Within a basket of Asian currencies excluding Japan, the baht has underperformed the Indonesian rupiah, which lost about 2% of its value year-to-date, and the Singaporean dollar, depreciating 3% in the same period.

"The rupiah offers high bond yields, while the Singapore dollar is supported by the Monetary Authority of Singapore, allowing a steeper appreciation path. This stands in contrast to relatively low Thai bond yields, while the Bank of Thailand has also been more dovish and will likely refrain from policy normalisation until later," said Chang Wei Liang, a forex and credit strategist at DBS.

On the other hand, he said the baht has proven more resilient against the Chinese yuan, which lost about 5.4% year-to-date.

"Thailand is steadily reopening its economy and should see improving growth, while China has seen its growth outlook softening amid Covid-related lockdowns," Mr Chang said.

Furthermore, the baht is still relatively overvalued compared with its peers, though not against the US dollar. He said this is because two of Thailand's largest export destinations -- China and Japan -- have seen even sharper currency depreciations than the baht.

Thailand's trade competitiveness has deteriorated slightly, suggesting the baht could soften further going forward, said Mr Chang.

What are the effects of the weakening baht on the Thai economy?

Sakkapop Panyanukul, senior director of the Bank of Thailand's economic and policy department, recently said baht depreciation in the first quarter was a boon for exporters.

For instance, Thai food exports are expected to grow by 5% in 2022 to 1.1 trillion baht, after robust growth of 26% in the first quarter driven by the Russia-Ukraine conflict and mounting concerns about food shortages in many countries, according to the Thai Food Processors Association.

"As one of the world's largest food exporters, Thailand benefited from the war. Food exports generated 324 billion baht in the first quarter," said Visit Limlurcha, honorary president of the association.

He credited the baht weakness as a key factor in the recent growth.

However, Mr Sakkapop warned that the benefits of baht depreciation could soon be offset by rising import prices should the currency trend continue to weaken and if inflation remains at a high level.

What are the short-term and long-term outlooks for the Thai currency?

Mr Poon said for the second quarter, the baht and other Asian currencies will face some depreciation pressures because of the strengthening US dollar and rising demand for it. The greenback is seen as a safe-haven asset and there is uncertainty over future Fed rate hikes, he said.

"The diverging monetary policy between the US and Thailand could lead to some foreign fund outflows," said Mr Poon. "But we don't think Thailand will face severe fund outflows as the market has already priced in the Fed's rate hikes and some parts of the Thai bond yield curve are quite attractive, like a five-year government bond."

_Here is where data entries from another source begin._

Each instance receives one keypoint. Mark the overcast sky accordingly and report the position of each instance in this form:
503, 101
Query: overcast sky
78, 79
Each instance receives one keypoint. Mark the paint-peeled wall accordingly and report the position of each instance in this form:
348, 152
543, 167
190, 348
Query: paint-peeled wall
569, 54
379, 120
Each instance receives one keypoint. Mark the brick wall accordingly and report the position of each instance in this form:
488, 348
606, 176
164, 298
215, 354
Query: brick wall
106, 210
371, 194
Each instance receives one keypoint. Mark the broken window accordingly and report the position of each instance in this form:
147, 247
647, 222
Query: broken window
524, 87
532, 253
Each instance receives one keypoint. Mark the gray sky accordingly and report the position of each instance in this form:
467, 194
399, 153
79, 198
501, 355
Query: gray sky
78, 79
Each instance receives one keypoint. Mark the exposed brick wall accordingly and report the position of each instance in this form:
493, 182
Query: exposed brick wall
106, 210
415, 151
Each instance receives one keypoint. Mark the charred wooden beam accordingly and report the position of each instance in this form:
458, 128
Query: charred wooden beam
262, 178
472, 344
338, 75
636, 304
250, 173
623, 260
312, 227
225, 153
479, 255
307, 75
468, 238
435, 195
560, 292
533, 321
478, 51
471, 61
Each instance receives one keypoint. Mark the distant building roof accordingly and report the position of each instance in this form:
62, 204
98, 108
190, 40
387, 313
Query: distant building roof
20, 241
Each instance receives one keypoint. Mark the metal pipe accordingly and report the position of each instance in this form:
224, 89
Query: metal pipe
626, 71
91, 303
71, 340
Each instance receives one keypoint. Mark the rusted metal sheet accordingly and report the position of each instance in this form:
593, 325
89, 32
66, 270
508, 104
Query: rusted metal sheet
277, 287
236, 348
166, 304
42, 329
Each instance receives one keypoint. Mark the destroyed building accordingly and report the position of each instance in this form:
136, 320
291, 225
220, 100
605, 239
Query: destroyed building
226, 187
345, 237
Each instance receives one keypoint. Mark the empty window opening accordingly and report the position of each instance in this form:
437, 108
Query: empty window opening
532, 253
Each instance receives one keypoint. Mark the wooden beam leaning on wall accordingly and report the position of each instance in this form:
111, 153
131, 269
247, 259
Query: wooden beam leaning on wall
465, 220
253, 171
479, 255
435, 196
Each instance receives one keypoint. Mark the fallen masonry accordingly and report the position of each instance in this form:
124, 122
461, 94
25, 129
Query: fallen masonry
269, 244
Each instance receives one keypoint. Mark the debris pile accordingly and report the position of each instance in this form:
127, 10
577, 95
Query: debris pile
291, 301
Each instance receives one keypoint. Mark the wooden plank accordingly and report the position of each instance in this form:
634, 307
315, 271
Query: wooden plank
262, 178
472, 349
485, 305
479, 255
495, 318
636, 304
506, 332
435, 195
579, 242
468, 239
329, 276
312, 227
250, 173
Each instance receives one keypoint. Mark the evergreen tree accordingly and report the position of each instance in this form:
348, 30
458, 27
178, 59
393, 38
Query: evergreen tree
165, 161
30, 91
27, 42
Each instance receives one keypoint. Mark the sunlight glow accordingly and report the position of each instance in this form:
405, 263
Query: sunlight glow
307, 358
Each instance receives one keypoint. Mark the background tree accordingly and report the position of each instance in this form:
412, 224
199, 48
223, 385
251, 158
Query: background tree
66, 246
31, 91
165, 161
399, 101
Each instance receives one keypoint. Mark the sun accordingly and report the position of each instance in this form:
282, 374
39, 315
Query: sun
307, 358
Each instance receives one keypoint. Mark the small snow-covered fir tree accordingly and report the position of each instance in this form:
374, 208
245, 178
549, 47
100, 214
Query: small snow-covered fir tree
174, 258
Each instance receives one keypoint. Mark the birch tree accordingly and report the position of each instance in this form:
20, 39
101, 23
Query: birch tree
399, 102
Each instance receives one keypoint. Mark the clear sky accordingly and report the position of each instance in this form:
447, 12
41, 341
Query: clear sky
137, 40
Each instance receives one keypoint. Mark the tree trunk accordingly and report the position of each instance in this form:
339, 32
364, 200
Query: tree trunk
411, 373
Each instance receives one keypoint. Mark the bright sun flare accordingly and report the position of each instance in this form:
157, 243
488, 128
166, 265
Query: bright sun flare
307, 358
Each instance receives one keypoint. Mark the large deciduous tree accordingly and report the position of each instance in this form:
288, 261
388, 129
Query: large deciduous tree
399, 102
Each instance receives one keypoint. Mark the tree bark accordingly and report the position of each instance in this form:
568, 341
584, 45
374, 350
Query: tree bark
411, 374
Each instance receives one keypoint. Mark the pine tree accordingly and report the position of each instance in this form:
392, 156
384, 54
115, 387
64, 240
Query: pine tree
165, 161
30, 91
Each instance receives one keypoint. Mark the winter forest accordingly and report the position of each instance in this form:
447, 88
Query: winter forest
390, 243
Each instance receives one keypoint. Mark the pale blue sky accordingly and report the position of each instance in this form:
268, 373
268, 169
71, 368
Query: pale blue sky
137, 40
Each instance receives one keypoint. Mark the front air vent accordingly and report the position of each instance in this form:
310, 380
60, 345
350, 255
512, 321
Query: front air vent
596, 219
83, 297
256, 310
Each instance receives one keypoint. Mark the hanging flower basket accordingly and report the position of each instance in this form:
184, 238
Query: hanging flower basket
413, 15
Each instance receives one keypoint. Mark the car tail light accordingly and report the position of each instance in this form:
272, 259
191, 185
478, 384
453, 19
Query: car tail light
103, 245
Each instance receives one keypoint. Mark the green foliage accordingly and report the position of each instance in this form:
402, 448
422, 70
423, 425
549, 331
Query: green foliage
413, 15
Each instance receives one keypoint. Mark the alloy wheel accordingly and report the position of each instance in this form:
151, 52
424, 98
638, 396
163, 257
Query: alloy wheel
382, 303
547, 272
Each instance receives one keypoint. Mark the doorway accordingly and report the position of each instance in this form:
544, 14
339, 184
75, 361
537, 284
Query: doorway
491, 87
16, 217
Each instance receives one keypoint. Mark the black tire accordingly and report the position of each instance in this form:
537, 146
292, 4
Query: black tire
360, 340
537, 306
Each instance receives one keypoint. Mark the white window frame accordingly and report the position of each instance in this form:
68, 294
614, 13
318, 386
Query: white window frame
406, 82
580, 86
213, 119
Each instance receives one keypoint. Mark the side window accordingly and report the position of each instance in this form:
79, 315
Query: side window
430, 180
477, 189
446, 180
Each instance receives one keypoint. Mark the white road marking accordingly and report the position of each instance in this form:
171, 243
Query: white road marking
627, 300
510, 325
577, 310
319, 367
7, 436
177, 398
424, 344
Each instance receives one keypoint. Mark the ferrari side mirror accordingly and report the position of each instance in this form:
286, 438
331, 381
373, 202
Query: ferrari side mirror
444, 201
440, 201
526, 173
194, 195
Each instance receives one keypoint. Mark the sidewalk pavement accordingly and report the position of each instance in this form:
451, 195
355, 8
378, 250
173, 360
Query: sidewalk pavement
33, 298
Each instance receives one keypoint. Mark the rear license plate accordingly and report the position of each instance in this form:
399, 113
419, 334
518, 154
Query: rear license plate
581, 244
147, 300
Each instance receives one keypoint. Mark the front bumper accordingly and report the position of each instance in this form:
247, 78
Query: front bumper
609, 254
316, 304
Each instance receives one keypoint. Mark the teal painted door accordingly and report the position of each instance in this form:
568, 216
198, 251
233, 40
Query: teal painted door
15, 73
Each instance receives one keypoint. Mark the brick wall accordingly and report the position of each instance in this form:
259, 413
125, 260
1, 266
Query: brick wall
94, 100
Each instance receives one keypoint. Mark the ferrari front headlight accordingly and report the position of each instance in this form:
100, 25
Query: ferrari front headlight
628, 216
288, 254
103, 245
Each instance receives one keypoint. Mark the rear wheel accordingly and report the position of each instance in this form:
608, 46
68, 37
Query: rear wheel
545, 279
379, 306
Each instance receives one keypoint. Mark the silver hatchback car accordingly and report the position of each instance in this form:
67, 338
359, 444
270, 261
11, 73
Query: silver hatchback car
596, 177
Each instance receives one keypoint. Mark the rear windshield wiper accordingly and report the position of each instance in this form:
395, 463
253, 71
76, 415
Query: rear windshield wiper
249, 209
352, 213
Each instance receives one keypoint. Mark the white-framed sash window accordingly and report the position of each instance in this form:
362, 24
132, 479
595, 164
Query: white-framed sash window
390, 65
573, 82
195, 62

Other important factors include the struggling Chinese economic recovery and a lack of income from Thai tourism, while high logistics costs from prolonged supply chain disruptions will also weigh on the baht, according to KTB.

As a result, in the second quarter the bank sees the baht moving sideways in a range of 34-35 per dollar.

However, in the second half of 2022 the dollar should gradually weaken as the market has largely priced in the Fed's rate hike path.

"As long as US inflation continues to ease lower, with no additional supply shock such as severe energy sanctions on Russia from Europe, there is no immediate need for the Fed to aggressively hike the rate," said Mr Poon.

"Without depreciation pressure from the US dollar and uncertainty over China's economic recovery, we think the baht could regain some strength later on, with supporting factors such as an improved economic recovery based on the ongoing reopening plan, which should attract more foreign fund inflows and revenues from foreign tourists."

In addition, supply chain disruptions should gradually ease in the fourth quarter this year, which would reduce logistics and freight costs, boding well for Thailand's current account, he said.

Mr Poon said the baht could reach 32.50 to 32.75 per dollar by the end of 2022.